I have to show for two random variables $X, Y$ with $\Bbb E[X\mid\mathcal{G}] = Y$ and $\Bbb E[X^2] =\Bbb E[Y^2] < \infty $ that they are almost surely $X = Y$.
I believe that the formula proven here has to be used.
Another result we can use is that $\Bbb E[X Y] = \Bbb E\bigl[X \Bbb E[X\mid \mathcal{G}]\bigr] = \Bbb E\bigl[\Bbb E[X\mid \mathcal{G}]^2\bigr] = \Bbb E[Y^2]$, so we get the following formula:
$$\Bbb E\bigl[(Y-\Bbb E[X \mid \mathcal{F}])^2\bigr]=\Bbb E\bigl[(X-\Bbb E[X \mid \mathcal{F}])^2\bigr] \quad \text{ for any } \mathcal{F}\subseteq \mathcal{G}$$
I don't know if that is helpful... Do you have any ideas how to proceed?

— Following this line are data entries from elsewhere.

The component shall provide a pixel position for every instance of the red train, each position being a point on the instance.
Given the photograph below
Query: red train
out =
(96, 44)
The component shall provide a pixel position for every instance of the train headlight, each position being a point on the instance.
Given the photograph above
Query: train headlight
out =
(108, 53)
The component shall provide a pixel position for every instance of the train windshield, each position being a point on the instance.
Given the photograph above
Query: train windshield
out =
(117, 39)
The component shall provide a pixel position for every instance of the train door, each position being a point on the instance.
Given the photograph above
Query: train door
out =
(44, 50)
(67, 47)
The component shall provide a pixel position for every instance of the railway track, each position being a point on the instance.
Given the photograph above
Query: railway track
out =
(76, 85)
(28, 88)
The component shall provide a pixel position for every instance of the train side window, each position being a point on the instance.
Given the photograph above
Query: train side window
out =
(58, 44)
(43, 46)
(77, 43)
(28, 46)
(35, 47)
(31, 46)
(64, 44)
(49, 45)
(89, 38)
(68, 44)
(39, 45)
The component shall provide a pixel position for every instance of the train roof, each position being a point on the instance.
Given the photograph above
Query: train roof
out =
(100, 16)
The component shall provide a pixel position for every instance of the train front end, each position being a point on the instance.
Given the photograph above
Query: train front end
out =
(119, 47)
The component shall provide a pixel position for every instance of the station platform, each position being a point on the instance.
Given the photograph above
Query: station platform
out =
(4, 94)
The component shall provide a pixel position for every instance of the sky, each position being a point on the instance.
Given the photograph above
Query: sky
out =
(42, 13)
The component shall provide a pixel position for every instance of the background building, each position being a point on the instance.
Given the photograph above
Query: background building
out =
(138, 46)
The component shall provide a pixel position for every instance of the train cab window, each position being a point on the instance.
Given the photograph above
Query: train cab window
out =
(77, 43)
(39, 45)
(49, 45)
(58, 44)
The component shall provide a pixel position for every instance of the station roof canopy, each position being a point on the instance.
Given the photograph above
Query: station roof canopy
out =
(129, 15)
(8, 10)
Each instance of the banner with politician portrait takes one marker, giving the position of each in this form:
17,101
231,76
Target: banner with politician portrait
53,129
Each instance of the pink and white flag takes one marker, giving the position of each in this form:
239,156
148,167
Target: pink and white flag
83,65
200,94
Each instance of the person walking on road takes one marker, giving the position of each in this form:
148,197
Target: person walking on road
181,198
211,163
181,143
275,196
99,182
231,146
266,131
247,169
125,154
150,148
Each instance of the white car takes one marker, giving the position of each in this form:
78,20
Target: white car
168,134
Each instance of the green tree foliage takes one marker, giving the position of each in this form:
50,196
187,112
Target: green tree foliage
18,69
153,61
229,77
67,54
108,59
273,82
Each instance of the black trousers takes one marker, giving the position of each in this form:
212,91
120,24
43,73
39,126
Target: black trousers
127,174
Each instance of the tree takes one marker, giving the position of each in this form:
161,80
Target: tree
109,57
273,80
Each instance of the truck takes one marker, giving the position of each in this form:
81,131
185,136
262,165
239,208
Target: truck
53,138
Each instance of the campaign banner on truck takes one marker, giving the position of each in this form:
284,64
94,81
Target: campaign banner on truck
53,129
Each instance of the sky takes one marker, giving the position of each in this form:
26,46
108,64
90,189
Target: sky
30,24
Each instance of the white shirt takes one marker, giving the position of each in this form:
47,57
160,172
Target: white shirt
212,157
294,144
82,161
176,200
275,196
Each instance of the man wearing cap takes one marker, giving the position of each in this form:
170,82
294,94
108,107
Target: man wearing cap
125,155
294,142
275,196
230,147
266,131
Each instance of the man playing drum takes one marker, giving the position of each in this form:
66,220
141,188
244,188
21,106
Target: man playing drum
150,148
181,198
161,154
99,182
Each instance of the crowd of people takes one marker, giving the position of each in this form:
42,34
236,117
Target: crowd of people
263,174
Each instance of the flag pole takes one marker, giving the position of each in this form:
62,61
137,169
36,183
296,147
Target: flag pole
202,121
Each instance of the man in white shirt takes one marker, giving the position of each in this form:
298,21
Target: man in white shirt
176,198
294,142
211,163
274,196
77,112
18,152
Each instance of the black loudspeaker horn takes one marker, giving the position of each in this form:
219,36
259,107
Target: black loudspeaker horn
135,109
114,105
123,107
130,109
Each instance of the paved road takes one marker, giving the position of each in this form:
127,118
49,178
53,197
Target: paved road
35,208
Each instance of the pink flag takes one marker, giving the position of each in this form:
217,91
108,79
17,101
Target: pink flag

Using what you said (i.e. $\mathbf{E}[XY] = \mathbf{E}[Y^2]$), we have
$$\mathbf{E}[(X - Y)^2] = \mathbf{E}[X^2] - 2\mathbf{E}[XY] + \mathbf{E}[Y^2] = \mathbf{E}[X^2] - \mathbf{E}[Y^2] = 0$$
the result follows immediately from the positivity of $(X-Y)^2$.